The Empire Mall
- Location: Sioux Falls, South Dakota, United States
- Coordinates: 43°30′38″N 96°46′33″W﻿ / ﻿43.51058°N 96.77575°W
- Opened: 1975
- Previous names: Sioux Empire Plaza
- Developer: General Growth Development Corp.
- Management: Dan Gies
- Owner: Simon Property Group
- Architect: Derwood Quade
- Stores: 140 (in 2017)
- Anchor tenants: 5 (4 open, 1 vacant)
- Floor area: 1,027,280 square feet (95,437 m^{2})
- Floors: 1
- Public transit: Sioux Area Metro
- Website: simon.com/mall/the-empire-mall

= The Empire Mall =

The Empire Mall is a shopping mall in Sioux Falls, South Dakota, United States. The anchor stores are Dillard's, Macy's, Dick's Sporting Goods, and JCPenney. The mall is owned by Simon Property Group.

==History==

Originally developed in 1974-75 by Des Moines-based General Growth Development Corp., it opened as the Sioux Empire Plaza. It was originally opened with the anchors being JCPenney, Herberger’s, & Younkers. It was sold to the IBM Pension Fund in 1985 while General Growth continued to manage the property. In 1998, it was acquired by a joint venture of The Macerich Company and Simon Property Group, with Macerich assuming the role of managing partner. In 2012, Simon Property Group became the sole owner of the mall. In 2018, Simon Property Group, owner of the mall, posted a document about plans for the mall after losing two tenants.

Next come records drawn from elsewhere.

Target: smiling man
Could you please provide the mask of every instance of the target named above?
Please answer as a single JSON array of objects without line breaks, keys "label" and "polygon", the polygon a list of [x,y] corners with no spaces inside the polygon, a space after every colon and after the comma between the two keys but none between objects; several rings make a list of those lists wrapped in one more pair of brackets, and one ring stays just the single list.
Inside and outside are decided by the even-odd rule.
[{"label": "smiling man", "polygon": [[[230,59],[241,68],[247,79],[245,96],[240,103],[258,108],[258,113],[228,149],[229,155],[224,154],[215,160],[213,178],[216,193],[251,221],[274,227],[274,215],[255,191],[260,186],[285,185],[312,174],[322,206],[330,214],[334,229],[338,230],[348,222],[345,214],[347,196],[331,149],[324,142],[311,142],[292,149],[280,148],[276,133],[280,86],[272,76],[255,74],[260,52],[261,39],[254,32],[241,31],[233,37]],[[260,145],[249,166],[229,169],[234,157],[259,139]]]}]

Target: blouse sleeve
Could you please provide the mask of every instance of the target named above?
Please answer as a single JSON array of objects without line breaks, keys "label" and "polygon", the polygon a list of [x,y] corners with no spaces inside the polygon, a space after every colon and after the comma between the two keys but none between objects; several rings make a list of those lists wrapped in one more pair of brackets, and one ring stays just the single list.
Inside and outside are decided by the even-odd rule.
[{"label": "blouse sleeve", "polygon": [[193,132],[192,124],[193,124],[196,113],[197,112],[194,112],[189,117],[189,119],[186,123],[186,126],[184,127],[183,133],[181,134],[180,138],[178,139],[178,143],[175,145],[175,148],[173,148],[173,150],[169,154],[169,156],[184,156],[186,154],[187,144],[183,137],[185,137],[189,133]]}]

In 1978 the mall underwent its first major expansion, with the addition of Dayton's (later Marshall Field's, now Macy's) and 22 other specialty stores.

In 2016, Ron Soucie replaced Dennis Gilliam as manager. In 2017, Dan Gies replaced Ron Soucie.

Younkers closed on August 29, 2018, after its parent company, The Bon-Ton Stores, went out of business.

Sears closed in September 2018. The vacant Sears store was occupied by a temporary Camping World store from November 2018 to April 2019.

On December 3, 2018, Dillard's announced it would open in the vacant Younkers anchor store, adding 40000 ft2 of space to the existing 100000 ft2 structure. Dillard’s opened in March 2024.